Among many machining condition monitoring systems, a spindle motor power monitoring system is considered as one of the most popular systems for plant floor applications. However, in practice, power signals are mixed with many signal sources relevant to cutting tool, which contaminate with each other in feature extraction processes and decrease the monitoring reliability. Reference [137] presented a new method based on the wavelet transform for the detection of tool damage. It is assumed that the vibration signal of the original structure of tool without any defect is already known. When the defects are presented, the vibration signals of the defected tool are then recorded.

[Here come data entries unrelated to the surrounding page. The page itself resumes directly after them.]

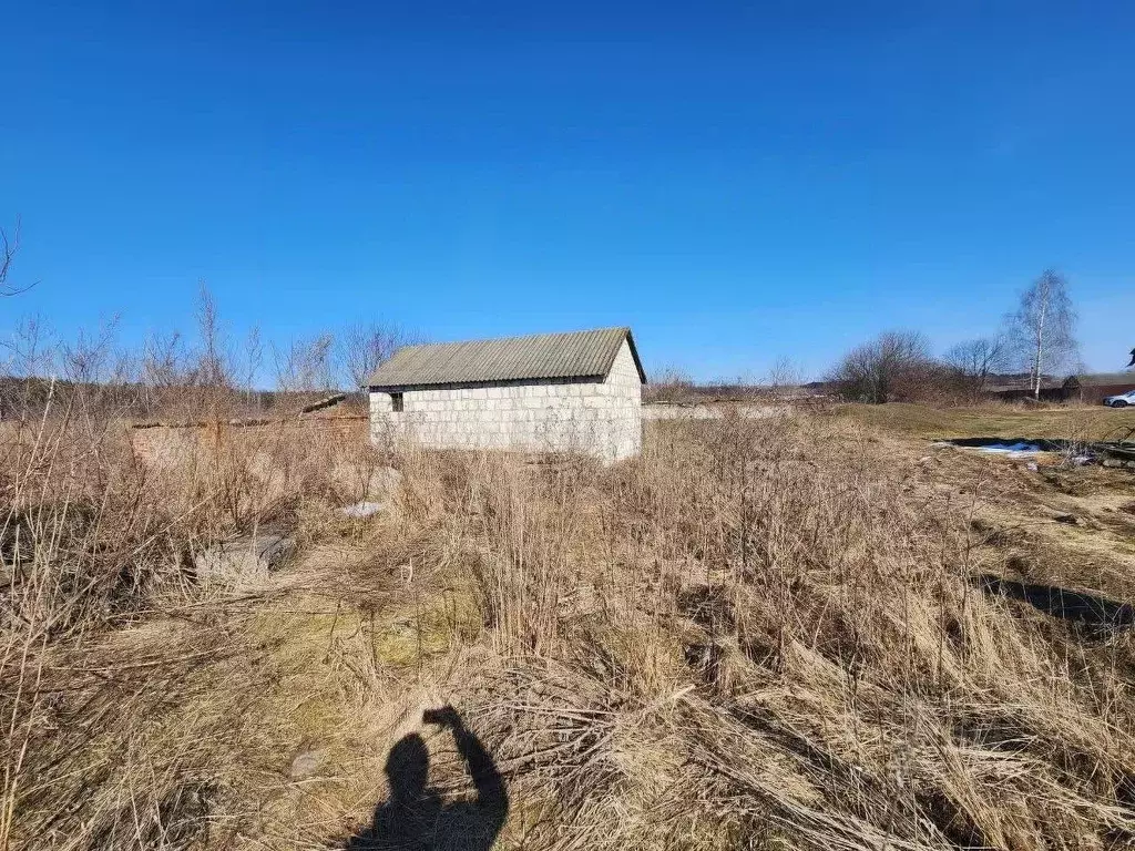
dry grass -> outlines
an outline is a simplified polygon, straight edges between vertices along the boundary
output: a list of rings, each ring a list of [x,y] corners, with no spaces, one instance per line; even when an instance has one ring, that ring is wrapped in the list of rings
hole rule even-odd
[[[311,423],[9,432],[0,848],[334,848],[409,731],[464,793],[443,701],[508,785],[501,848],[1130,846],[1129,635],[972,579],[1056,576],[1093,531],[1014,512],[1111,507],[1128,544],[1135,517],[1091,472],[927,461],[910,435],[953,426],[908,414],[656,423],[612,467]],[[336,512],[388,463],[386,512]],[[194,576],[252,529],[297,557]]]

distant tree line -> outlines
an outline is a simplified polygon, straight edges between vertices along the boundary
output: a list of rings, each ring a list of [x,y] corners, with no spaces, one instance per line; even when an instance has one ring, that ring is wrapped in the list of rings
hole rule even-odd
[[[12,254],[0,241],[0,287]],[[352,323],[284,345],[266,344],[259,328],[237,339],[203,284],[194,326],[188,335],[154,331],[129,346],[119,339],[117,319],[64,339],[41,317],[25,318],[0,338],[0,418],[41,411],[49,399],[82,399],[84,406],[132,416],[267,412],[281,398],[296,407],[362,388],[396,348],[414,339],[384,322]]]
[[[958,343],[935,357],[922,332],[885,331],[848,352],[826,380],[836,395],[854,402],[973,401],[986,393],[994,376],[1017,372],[1027,374],[1029,391],[1040,398],[1044,376],[1075,364],[1075,332],[1067,280],[1050,269],[1020,294],[1017,309],[992,337]]]

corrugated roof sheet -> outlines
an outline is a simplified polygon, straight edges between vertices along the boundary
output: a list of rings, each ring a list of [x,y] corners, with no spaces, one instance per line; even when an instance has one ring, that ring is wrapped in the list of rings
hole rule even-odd
[[[646,373],[630,328],[405,346],[370,377],[370,387],[606,377],[623,340]]]

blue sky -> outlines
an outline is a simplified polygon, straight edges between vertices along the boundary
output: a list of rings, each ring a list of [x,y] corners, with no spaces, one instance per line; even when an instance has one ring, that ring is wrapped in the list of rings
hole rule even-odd
[[[0,332],[630,325],[648,369],[816,374],[989,334],[1045,267],[1135,345],[1135,7],[10,3]]]

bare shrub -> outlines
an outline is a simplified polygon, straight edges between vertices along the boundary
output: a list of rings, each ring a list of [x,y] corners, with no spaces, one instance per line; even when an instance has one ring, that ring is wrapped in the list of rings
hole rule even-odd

After comparing the DWTs of these two sets of vibration signals in the space domain, it could be used to detect the presence of defects; their number and location.
5.4.3 Principal Component Analysis (PCA)
Principal Component Analysis (PCA) is technique of identifying patterns in the correlated data, and expressing the data to highlight their similarities and differences. The main advantage of PCA is that once the patterns in data have been identified, the data can be compressed, i.e. by reducing the number of dimensions, without much loss of information. The methods involved in PCA are discussed below [138]:
1. Getting some data 2. Normalization of data
3. Calculation of covariance matrix. 4. Interpretation of covariance matrix.
Reference [139] proposed a signal processing method used on PCA and wavelet analysis, aiming to reduce the dimension of the data and obtain both frequency and time localisation information which could help to find abnormal phenomenon quickly and orient the position and the time of faults exactly in the complex textile
machinery systems. At first, the original signals are simplified by principal component transform, which was conducted by calculating the eigenvalue and eigenvector of correlation coefficient matrix, and by defining the first few Principal Components (PCs) containing most of the variables according to the contribution and cumulative contribution rates. Secondly, the restructured signals are decomposed into approximate and detailed ones for obtaining meaningful captures of instantaneous frequency by wavelet analysis. From practical application, this signal processing method was validated.
In addition, PCA is used for fault diagnosis based on different sensors. For example, the basic theory of principal component analysis and its basic procedures for fault detection are introduced the sound signal pre-processing is depicted, multi-domain feature vector is extracted from time, time-frequency and frequency domain, faults are diagnosed with principal component analysis method [140].
In the current research, the PCA is used to design an effective fusion model to detect the faults of tool and fixturing system.